The lab has seen giants in the field of stroke get their training here, including Dr. John Norris (the visionary who started the Neuro-Doppler Laboratory), Dr. Andrei Alexandrov (director of the University of Texas - Houston Medical School STAT neurosonology service) and Dr. Roberta Bondar (who learned the techniques here for application in space).
Sunnybrook Medical Centre opens the Toronto-Bayview Regional Cancer Centre, an arm of the Ontario Cancer Treatment and Research Foundation. Since 2007 it has been known as the Odette Cancer Centre.
Sunnybrook Medical Centre establishes a regional cardiovascular surgery and angioplasty centre now known as the Schulich Heart Centre.
By the early 1990s, Sunnybrook has established seven major program priorities: Hurvitz Brain Sciences; Holland Musculoskeletal Program; Odette Cancer Centre; Schulich Heart Centre; Trauma, Emergency and Critical Care; Veterans and Community; and Women and Babies. The Hospital is renamed Sunnybrook Health Sciences Centre to recognize the importance of teaching and research excellence. This academic strength helps Sunnybrook provide the highest quality patient care.
Sunnybrook begins providing chronic care services to the community, building on the chronic and nursing home care program provided to veterans.

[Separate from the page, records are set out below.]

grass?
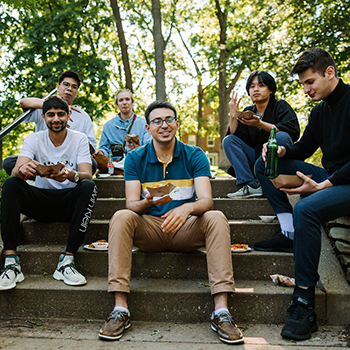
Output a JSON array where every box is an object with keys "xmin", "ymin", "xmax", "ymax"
[{"xmin": 0, "ymin": 169, "xmax": 9, "ymax": 188}]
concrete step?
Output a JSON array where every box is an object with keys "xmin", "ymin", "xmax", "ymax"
[
  {"xmin": 16, "ymin": 245, "xmax": 294, "ymax": 281},
  {"xmin": 94, "ymin": 177, "xmax": 240, "ymax": 199},
  {"xmin": 0, "ymin": 276, "xmax": 326, "ymax": 324},
  {"xmin": 20, "ymin": 219, "xmax": 280, "ymax": 246},
  {"xmin": 92, "ymin": 198, "xmax": 274, "ymax": 220}
]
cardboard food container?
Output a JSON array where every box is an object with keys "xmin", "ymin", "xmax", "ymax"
[
  {"xmin": 147, "ymin": 183, "xmax": 176, "ymax": 198},
  {"xmin": 125, "ymin": 134, "xmax": 140, "ymax": 143},
  {"xmin": 36, "ymin": 163, "xmax": 63, "ymax": 177},
  {"xmin": 235, "ymin": 110, "xmax": 255, "ymax": 120},
  {"xmin": 271, "ymin": 174, "xmax": 312, "ymax": 189}
]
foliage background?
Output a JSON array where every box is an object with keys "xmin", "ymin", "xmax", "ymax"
[{"xmin": 0, "ymin": 0, "xmax": 349, "ymax": 168}]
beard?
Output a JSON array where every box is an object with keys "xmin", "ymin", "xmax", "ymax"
[{"xmin": 47, "ymin": 121, "xmax": 67, "ymax": 133}]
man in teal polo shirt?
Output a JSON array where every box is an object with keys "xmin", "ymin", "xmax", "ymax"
[{"xmin": 99, "ymin": 101, "xmax": 244, "ymax": 344}]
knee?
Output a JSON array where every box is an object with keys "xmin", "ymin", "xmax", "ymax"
[
  {"xmin": 222, "ymin": 134, "xmax": 240, "ymax": 150},
  {"xmin": 254, "ymin": 156, "xmax": 265, "ymax": 175},
  {"xmin": 2, "ymin": 177, "xmax": 22, "ymax": 196},
  {"xmin": 109, "ymin": 209, "xmax": 137, "ymax": 233},
  {"xmin": 276, "ymin": 131, "xmax": 293, "ymax": 147},
  {"xmin": 203, "ymin": 210, "xmax": 230, "ymax": 231},
  {"xmin": 79, "ymin": 179, "xmax": 97, "ymax": 193}
]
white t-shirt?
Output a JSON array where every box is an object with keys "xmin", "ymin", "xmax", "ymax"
[
  {"xmin": 25, "ymin": 106, "xmax": 97, "ymax": 151},
  {"xmin": 19, "ymin": 129, "xmax": 91, "ymax": 190}
]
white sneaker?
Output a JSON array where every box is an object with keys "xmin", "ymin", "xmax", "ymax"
[
  {"xmin": 227, "ymin": 185, "xmax": 263, "ymax": 198},
  {"xmin": 53, "ymin": 254, "xmax": 87, "ymax": 286},
  {"xmin": 0, "ymin": 256, "xmax": 25, "ymax": 291}
]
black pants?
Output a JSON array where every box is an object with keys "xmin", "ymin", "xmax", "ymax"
[{"xmin": 1, "ymin": 177, "xmax": 98, "ymax": 254}]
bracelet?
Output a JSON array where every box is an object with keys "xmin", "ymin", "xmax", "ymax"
[{"xmin": 18, "ymin": 164, "xmax": 29, "ymax": 180}]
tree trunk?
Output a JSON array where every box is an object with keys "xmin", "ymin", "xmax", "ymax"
[
  {"xmin": 152, "ymin": 0, "xmax": 166, "ymax": 100},
  {"xmin": 196, "ymin": 83, "xmax": 203, "ymax": 147},
  {"xmin": 110, "ymin": 0, "xmax": 133, "ymax": 91},
  {"xmin": 215, "ymin": 0, "xmax": 230, "ymax": 169}
]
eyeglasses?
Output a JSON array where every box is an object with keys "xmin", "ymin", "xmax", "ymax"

The George Hees Wing (L-Wing) officially opens and provides additional residential and health care services for veterans.

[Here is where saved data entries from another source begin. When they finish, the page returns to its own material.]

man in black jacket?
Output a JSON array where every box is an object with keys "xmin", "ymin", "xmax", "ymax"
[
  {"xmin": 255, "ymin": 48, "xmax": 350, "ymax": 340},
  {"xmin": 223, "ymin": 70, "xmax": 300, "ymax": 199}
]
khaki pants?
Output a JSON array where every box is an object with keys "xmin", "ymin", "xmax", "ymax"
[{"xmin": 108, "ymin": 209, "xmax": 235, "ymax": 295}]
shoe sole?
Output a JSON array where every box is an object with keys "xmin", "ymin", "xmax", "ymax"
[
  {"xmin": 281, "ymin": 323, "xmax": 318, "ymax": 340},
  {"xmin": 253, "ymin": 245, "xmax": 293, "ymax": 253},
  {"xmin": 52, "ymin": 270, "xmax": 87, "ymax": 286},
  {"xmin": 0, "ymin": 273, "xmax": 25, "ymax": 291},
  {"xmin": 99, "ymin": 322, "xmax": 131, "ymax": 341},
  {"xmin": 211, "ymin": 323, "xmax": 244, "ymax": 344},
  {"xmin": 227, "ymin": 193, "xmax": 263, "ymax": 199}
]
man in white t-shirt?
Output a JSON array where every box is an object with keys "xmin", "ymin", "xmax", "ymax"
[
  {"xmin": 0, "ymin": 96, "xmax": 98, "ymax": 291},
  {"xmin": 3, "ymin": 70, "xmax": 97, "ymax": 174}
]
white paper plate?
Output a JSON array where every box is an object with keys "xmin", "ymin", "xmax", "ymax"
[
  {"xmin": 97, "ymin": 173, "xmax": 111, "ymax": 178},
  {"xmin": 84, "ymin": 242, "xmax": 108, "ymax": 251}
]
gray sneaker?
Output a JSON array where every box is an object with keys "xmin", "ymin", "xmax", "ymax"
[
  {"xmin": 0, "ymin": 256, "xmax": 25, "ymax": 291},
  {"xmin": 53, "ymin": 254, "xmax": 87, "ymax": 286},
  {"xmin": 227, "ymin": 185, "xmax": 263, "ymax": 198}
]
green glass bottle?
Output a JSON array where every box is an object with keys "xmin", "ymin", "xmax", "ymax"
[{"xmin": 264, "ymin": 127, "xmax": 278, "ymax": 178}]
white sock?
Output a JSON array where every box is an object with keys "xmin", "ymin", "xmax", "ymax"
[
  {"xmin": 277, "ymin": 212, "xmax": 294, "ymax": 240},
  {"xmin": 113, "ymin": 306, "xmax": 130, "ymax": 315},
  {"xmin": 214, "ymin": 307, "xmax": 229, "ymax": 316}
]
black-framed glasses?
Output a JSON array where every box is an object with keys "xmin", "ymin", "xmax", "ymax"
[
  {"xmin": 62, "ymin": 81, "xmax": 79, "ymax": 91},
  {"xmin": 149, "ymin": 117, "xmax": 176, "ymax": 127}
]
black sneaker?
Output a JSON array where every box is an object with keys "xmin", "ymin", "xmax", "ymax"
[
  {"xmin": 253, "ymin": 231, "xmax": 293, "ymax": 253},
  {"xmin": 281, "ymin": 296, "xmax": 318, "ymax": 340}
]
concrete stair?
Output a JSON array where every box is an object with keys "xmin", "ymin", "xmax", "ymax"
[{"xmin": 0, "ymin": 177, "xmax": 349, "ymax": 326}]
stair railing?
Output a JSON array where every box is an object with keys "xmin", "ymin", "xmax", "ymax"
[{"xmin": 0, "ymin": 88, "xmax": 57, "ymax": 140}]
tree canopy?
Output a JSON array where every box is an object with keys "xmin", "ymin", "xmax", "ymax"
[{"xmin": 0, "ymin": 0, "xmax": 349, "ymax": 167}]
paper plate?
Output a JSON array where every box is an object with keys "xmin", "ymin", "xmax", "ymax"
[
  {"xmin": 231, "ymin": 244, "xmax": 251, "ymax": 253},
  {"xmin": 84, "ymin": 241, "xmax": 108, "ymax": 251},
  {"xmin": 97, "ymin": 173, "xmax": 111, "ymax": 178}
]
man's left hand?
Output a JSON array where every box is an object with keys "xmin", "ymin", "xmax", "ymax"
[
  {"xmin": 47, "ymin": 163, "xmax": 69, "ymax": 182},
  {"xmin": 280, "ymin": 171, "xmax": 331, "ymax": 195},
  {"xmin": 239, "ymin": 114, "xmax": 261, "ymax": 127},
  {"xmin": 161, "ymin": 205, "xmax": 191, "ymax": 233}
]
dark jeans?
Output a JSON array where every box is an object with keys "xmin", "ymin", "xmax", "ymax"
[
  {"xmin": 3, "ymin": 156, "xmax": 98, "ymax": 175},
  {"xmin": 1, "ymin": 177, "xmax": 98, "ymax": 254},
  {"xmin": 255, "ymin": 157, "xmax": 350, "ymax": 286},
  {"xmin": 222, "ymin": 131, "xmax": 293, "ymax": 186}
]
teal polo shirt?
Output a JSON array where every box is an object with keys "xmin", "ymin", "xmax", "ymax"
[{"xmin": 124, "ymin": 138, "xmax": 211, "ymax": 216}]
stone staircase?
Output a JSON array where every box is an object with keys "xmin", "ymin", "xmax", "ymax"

Sunnybrook opens major research facilities to house the rapid growth of research on campus.
22 January 1992
Dr. Roberta Bondar serves as a payload specialist on STS-42 Space Shuttle Discovery. Canada's first female astronaut studied the body's ability to recover from exposure to space.
Sunnybrook establishes the Boyd Academy of the University of Toronto to provide a focus for undergraduate medical education, including community agencies and partner institutions.
Canada's largest centre for the treatment and care of burn injury, the Ross Tilley Burn Unit opens at Sunnybrook.
M-Wing officially opens.
24 June 1998
The Government of Ontario's Bill 51 merges Sunnybrook Health Sciences Centre, Orthopaedic and Arthritic Hospital and Women's College Hospital to create Sunnybrook and Women's College Health Sciences Centre.
1 April 2006
Sunnybrook Health Sciences Centre and Women's College Hospital end their amalgamation.
The Toronto Orthopaedic and Arthritis Hospital changes its name to the Holland Centre.
The Sunnybrook Branch of the Toronto Public Library celebrates 60 years at Sunnybrook.
12 September 2010
Canada's largest gynaecological and obstetrics unit, the Women & Babies Program at Sunnybrook, opens.
Sunnybrook launches the Operation Raise a Flag campaign to honour and support Canadian veterans. Proceeds from the campaign will go to the Veterans Comfort Fund at the Sunnybrook Veterans Centre. This fund provides veteran residents with things such as innovative equipment and computers, community outings, continued learning opportunities and musical instruments all in an effort to enable veterans to attain the best possible life experience while at Sunnybrook.
1 July 2012
Sunnybrook Health Sciences Centre and St. John's Rehab Hospital voluntarily merge to create a more seamless continuum of health care from acute injury or illness, through to rehabilitation and recovery.
17 November 2012
H.R.H. Princess Margriet of the Netherlands visited Sunnybrook Veterans Centre.